主要采集栏目搜索出自己想要的文档,然后进行采集下载本地中。

以下是完整代码,在使用代码请安装好对应的包,如果是pycharm 在设置 和 控制台终端 都可以安装。需要注意的是 自己需要替换 headers 内容。

我使用的环境是:

Windows 11 64位教育版

Pycharm 2023.2.3版本

python 3.6.8 

# encoding:utf-8

import json

import random

import time

import requests

from bs4 import BeautifulSoup

import csv

import os

import urllib.parse

"""

1、excel格式,只要标题加 HTML阅读连接

2、把内容写入到WORD或者直接下载PDF

要求:全文设置关键字新农人,爬取标题、文章链接 。
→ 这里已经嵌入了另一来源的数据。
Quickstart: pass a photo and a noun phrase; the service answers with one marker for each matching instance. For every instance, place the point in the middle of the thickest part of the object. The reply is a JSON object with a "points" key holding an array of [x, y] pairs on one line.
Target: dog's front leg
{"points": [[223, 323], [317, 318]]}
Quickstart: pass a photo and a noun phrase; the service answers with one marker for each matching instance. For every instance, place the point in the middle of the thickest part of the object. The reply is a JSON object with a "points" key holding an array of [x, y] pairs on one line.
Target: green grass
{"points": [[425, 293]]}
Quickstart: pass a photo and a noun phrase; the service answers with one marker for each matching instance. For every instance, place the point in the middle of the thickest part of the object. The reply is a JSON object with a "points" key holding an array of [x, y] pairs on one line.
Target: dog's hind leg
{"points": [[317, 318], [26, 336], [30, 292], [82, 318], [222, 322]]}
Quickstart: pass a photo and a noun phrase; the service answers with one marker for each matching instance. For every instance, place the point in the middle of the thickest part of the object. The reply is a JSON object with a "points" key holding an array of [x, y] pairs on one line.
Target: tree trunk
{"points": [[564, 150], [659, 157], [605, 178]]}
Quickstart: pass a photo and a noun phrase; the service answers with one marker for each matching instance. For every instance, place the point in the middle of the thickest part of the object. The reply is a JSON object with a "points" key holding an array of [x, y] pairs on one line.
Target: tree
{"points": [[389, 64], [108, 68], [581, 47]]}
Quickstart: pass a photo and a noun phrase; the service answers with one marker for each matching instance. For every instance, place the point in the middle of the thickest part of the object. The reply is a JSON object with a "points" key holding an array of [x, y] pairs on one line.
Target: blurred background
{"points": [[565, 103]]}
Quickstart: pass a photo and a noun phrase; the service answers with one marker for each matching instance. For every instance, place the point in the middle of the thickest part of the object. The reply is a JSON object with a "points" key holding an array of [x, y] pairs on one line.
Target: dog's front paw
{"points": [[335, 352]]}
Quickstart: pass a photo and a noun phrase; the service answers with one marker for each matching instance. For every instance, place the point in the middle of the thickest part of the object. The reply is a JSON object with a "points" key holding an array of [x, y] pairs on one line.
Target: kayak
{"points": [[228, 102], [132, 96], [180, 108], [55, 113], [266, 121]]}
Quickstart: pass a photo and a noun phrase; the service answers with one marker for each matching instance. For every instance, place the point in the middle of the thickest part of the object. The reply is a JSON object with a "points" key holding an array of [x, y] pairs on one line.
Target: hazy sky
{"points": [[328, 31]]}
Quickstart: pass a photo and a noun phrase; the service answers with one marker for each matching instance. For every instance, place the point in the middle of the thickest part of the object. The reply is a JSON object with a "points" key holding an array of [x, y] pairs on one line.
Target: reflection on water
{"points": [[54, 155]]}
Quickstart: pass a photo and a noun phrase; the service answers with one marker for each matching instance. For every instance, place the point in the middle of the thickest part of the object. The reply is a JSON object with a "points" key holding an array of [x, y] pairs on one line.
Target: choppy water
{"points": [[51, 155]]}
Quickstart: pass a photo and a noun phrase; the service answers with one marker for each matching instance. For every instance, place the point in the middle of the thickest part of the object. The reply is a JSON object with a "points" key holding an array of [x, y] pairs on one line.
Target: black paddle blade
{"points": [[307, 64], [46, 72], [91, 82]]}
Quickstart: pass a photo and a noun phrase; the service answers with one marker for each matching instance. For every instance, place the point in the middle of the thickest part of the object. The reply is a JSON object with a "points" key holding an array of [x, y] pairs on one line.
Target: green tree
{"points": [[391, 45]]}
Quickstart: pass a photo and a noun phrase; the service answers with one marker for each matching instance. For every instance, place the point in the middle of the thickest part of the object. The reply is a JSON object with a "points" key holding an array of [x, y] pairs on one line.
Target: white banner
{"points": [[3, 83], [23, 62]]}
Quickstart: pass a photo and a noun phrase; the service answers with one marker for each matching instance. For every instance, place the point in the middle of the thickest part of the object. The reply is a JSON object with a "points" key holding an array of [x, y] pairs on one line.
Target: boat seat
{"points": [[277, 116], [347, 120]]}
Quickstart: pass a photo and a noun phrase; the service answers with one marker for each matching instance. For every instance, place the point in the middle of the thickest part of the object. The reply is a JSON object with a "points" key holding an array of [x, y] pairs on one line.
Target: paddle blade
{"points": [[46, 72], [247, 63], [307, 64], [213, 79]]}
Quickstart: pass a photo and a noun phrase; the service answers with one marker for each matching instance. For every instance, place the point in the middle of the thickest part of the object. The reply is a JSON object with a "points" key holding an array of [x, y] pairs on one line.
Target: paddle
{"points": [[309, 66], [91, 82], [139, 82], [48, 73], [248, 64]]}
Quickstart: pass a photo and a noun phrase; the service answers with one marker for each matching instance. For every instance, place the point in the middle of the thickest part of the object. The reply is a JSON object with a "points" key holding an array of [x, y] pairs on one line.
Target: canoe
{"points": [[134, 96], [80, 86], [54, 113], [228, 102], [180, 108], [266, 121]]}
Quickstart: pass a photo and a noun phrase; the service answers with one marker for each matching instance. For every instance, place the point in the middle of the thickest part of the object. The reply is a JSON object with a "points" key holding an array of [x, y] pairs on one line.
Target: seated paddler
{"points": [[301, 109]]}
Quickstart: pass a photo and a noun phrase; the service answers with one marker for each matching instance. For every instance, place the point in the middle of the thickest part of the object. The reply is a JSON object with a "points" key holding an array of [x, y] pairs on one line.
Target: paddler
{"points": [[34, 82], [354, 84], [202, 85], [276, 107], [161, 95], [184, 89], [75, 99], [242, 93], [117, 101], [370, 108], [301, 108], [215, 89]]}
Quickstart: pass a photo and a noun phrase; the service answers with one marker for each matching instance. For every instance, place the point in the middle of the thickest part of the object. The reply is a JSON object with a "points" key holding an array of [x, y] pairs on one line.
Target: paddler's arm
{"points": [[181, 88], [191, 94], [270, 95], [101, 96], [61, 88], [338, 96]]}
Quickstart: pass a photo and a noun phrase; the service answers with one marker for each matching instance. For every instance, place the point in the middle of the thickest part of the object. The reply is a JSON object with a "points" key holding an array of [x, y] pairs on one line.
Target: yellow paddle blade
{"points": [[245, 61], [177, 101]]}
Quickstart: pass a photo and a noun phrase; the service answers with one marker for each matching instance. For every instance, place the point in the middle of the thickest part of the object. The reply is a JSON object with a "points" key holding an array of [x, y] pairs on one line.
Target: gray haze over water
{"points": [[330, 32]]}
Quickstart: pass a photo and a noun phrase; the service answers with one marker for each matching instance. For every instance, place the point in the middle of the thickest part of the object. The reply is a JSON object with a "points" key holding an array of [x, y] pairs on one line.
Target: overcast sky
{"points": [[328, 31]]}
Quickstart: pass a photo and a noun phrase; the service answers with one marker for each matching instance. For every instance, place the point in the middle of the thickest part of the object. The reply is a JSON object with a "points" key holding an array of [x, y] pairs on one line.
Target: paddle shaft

就这2个内容

"""

headers = {

'Accept': 'text/html,application/xhtml+xml,application/xml;q=0.9,image/avif,image/webp,image/apng,*/*;q=0.8,application/signed-exchange;v=b3;q=0.7',

'Accept-Language': 'zh,zh-CN;q=0.9',

'Cache-Control': 'max-age=0',

'Connection': 'keep-alive',

'Cookie':"请替换自己的COOKIE",

'Referer': 'https://navi.cnki.net/',

'Sec-Fetch-Dest': 'document',

'Sec-Fetch-Mode': 'navigate',

'Sec-Fetch-Site': 'same-site',

'Sec-Fetch-User': '?1',

'Upgrade-Insecure-Requests': '1',

'User-Agent': 'Mozilla/5.0 (Windows NT 10.0; Win64; x64) AppleWebKit/537.36 (KHTML, like Gecko) Chrome/119.0.0.0 Safari/537.36',

'sec-ch-ua': '"Google Chrome";v="119", "Chromium";v="119", "Not?A_Brand";v="24"',

'sec-ch-ua-mobile': '?0',

'sec-ch-ua-platform': '"Windows"',

}

def get_index(page,baseId,key_words):

form_data = {

'pcode': 'CCND',

'baseId': baseId,

'where': '%28QW%25%27%7B0%7D%27%29',

# 'where': '%28QW%25%27%7B0%7D%27%29',

'searchText': key_words,

'condition': '',

'orderby': 'FFD',

'ordertype': 'DESC',

'scope': '',

'pageIndex': page,

'pageSize': '20',

'searchType': '全文',

}

headers = {

'Accept': '*/*',

# 'Accept-Encoding': 'gzip, deflate, br',

'Accept-Language': 'zh-CN,zh;q=0.9,en;q=0.8,en-GB;q=0.7,en-US;q=0.6',

'Connection': 'keep-alive',

'Content-Length': '223',

'Content-Type': 'application/x-www-form-urlencoded; charset=UTF-8',

'Cookie': "请替换自己的COOKIE",

'Host': 'navi.cnki.net',

'Origin': 'https://navi.cnki.net',

'Referer': 'https://navi.cnki.net/knavi/newspapers/NMRB/detail?uniplatform=NZKPT',

'Sec-Ch-Ua': '"Microsoft Edge";v="119", "Chromium";v="119", "Not?A_Brand";v="24"',

'Sec-Ch-Ua-Mobile': '?0',

'Sec-Ch-Ua-Platform': '"Windows"',

'Sec-Fetch-Dest': 'empty',

'Sec-Fetch-Mode': 'cors',

'Sec-Fetch-Site': 'same-origin',

'User-Agent': 'Mozilla/5.0 (Windows NT 10.0; Win64; x64) AppleWebKit/537.36 (KHTML, like Gecko) Chrome/119.0.0.0 Safari/537.36 Edg/119.0.0.0',

'X-Requested-With': 'XMLHttpRequest',

}

url = 'https://navi.cnki.net/knavi/newspapers/search/results'

response = requests.post(url, headers=headers, data=form_data)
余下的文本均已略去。